Soleno Therapeutics has achieved a significant milestone in the treatment of a rare genetic disorder, announcing the publication of pivotal clinical study results for VYKAT™ XR in the prestigious Journal of Clinical Endocrinology and Metabolism. According to The Manilla Times, the publication marks another step in validating what is currently the first and only FDA-approved treatment specifically targeting hyperphagia, the hallmark and most debilitating symptom of Prader-Willi Syndrome (PWS).
The published research details findings from a 16-week randomized withdrawal study (C602-RWP) involving 77 participants who had previously completed earlier Phase 3 trials. In this controlled trial, participants were randomly assigned to either continue receiving VYKAT XR (diazoxide choline extended-release tablets) or switch to placebo. The results provided compelling evidence of the drug’s therapeutic necessity: when patients transitioned to placebo, hyperphagia symptoms worsened significantly compared to those who remained on active treatment.
The study measured hyperphagia severity using the Hyperphagia Questionnaire for Clinical Trials (HQ-CT), which served as the primary endpoint. Results showed statistically significant worsening in the placebo group compared to the VYKAT XR group, with a p-value of 0.0022. Beyond symptom questionnaires, the researchers observed tangible physical consequences: patients on placebo gained more weight and experienced greater increases in BMI z-scores than those continuing VYKAT XR treatment, underscoring the drug’s metabolic benefits.
The comprehensive Phase 3 clinical program supporting VYKAT XR’s FDA approval involved 127 participants with over 400 patient-years of drug exposure, including individuals with nearly six years of continuous treatment. This extensive data collection period provided robust safety and efficacy information for regulatory decision-making.
According to Dr. Jennifer Miller, lead author and a Pediatric Endocrinology professor at the University of Florida, the randomized withdrawal study’s results reinforce the meaningful and sustained benefits of VYKAT XR in managing this previously untreated condition. The symptom improvements extended beyond questionnaire scores; secondary endpoints including Clinical Global Impression measures, though not reaching statistical significance, also favored the active treatment group.
Safety data remained favorable throughout the trial, with adverse events occurring at similar rates in both treatment arms. Notably, no serious adverse events were reported in the VYKAT XR group, and no participant discontinued the study drug due to adverse effects.

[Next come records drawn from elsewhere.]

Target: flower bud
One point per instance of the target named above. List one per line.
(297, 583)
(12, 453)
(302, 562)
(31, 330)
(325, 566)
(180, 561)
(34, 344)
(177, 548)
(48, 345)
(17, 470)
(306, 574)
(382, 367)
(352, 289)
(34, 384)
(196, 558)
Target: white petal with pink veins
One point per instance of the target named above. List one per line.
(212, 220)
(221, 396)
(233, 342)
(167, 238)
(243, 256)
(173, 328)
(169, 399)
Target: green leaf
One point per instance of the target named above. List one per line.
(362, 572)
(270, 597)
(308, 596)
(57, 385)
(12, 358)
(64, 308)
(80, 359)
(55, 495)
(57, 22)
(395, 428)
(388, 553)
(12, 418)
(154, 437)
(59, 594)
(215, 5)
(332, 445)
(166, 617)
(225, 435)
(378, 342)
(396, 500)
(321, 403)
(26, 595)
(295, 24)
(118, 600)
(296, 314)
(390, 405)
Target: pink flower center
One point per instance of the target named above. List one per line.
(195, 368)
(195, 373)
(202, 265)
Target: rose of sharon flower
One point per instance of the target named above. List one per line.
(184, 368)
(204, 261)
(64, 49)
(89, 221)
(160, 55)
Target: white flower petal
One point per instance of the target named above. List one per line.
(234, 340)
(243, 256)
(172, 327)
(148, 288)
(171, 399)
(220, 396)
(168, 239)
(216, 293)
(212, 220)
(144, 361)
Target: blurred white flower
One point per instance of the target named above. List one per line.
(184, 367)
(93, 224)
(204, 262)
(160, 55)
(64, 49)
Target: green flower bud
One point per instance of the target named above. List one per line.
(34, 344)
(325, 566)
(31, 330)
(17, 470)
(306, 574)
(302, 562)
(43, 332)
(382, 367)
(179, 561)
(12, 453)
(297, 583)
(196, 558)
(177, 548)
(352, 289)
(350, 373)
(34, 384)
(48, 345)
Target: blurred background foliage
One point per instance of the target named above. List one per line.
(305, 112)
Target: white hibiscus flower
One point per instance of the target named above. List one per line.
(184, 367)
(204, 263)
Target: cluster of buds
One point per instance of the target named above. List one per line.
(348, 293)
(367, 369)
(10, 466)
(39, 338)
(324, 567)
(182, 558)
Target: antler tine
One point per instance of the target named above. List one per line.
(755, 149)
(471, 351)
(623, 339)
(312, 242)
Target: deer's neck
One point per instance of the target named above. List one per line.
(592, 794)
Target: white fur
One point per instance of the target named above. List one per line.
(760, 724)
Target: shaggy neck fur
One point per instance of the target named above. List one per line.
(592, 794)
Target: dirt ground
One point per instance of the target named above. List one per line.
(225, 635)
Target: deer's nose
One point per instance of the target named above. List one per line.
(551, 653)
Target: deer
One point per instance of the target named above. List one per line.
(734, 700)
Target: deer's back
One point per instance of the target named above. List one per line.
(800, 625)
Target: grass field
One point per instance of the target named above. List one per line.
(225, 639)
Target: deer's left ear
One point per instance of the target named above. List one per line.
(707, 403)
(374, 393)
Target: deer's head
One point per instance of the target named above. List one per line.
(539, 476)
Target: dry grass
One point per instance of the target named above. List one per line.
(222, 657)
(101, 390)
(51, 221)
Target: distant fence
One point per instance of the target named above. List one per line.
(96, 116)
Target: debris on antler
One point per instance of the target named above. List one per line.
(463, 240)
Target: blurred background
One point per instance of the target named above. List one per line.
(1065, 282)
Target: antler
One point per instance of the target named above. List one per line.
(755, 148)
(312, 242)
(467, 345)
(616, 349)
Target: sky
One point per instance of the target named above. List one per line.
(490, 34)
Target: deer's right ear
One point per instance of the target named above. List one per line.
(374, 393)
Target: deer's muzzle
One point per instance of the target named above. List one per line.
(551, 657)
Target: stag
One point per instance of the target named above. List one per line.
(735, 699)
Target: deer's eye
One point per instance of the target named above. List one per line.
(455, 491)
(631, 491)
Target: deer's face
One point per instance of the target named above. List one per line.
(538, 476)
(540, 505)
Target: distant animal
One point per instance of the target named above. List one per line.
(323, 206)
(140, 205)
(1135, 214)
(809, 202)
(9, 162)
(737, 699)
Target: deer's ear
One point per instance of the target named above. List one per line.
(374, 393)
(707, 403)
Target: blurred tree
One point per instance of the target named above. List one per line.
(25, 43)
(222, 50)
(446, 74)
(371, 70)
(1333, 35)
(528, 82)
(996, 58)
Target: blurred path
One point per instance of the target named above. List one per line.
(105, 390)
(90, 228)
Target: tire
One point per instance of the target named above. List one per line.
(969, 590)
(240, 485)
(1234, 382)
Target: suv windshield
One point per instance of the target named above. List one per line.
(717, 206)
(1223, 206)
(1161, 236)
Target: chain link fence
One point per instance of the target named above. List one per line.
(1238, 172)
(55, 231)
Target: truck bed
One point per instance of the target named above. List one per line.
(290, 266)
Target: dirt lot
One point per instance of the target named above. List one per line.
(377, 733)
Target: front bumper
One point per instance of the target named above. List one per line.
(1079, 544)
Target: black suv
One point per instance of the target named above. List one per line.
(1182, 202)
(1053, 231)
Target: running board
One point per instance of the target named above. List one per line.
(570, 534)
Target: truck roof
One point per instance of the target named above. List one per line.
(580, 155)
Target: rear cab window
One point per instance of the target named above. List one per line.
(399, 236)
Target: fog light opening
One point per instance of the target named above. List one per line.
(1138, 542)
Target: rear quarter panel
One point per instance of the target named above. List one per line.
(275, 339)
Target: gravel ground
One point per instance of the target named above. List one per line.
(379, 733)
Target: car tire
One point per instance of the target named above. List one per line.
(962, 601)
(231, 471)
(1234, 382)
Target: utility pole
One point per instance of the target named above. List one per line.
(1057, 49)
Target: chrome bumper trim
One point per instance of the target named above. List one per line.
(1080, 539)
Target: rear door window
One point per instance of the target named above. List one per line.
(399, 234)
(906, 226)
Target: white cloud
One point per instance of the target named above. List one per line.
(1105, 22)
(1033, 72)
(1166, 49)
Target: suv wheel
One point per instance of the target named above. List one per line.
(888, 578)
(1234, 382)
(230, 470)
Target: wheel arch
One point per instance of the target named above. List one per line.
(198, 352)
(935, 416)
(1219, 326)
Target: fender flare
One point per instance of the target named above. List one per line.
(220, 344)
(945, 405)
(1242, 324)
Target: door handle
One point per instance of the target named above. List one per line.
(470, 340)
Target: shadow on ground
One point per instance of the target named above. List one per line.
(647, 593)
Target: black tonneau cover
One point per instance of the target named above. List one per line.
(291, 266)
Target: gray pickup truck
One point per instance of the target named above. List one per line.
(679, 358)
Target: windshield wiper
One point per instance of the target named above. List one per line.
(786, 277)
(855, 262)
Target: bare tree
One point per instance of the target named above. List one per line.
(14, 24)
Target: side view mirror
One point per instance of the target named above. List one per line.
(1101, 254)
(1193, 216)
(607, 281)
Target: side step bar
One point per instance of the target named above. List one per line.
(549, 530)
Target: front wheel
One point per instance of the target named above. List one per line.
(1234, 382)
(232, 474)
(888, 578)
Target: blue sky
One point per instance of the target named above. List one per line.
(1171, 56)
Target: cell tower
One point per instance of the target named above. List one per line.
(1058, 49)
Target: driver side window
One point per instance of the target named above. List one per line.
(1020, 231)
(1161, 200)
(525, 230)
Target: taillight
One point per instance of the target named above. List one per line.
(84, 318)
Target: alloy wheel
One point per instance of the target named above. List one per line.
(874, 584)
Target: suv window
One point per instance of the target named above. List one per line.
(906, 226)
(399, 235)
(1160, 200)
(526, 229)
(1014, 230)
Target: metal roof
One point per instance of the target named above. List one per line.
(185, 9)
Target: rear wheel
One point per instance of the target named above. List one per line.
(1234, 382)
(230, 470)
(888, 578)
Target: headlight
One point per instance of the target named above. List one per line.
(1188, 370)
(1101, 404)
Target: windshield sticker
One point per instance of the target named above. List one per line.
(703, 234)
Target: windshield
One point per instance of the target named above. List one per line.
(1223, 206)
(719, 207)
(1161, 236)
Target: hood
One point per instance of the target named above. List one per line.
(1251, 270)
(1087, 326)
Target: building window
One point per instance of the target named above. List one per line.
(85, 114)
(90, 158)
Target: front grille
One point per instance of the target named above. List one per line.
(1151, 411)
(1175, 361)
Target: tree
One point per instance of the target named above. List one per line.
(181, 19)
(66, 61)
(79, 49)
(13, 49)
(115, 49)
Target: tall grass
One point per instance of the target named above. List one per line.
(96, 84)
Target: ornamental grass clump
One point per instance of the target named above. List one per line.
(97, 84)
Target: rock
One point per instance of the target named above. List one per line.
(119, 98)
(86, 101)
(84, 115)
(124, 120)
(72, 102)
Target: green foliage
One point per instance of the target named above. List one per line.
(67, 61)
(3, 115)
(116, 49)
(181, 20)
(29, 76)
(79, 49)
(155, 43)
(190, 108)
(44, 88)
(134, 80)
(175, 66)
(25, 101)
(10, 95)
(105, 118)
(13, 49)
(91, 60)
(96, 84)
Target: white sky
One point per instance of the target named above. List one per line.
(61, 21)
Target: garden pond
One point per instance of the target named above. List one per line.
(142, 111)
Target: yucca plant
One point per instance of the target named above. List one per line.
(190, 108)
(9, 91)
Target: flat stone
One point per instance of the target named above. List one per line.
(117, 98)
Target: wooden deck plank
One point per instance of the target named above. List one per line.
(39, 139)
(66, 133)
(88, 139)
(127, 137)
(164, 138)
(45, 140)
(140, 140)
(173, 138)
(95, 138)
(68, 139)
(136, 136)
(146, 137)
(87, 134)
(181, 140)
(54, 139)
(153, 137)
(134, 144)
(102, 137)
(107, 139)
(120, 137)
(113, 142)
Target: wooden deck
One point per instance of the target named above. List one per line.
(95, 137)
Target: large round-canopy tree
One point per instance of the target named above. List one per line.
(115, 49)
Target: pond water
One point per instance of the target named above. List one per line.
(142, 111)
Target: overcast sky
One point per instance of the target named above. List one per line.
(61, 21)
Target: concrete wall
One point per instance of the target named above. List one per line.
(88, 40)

Prader-Willi Syndrome is a rare genetic neurodevelopmental disorder affecting approximately one in every 15,000 live births. Hyperphagia in PWS manifests as a chronic, life-threatening condition characterized by constant hunger sensation, persistent food preoccupation, compulsive eating behavior, and absent satiety signals. Without proper management, this symptom can lead to immediate dangers such as stomach rupture or choking, and long-term complications including obesity, diabetes, and cardiovascular disease.
The FDA approved VYKAT XR on March 26, 2025, for treating hyperphagia in adults and pediatric patients 4 years and older with PWS. The successful publication in JCEM, one of the world’s leading peer-reviewed journals specializing in endocrine and metabolic research, provides additional scientific validation for clinicians considering this treatment option and offers families affected by PWS evidence-based hope for managing this previously untreated symptom.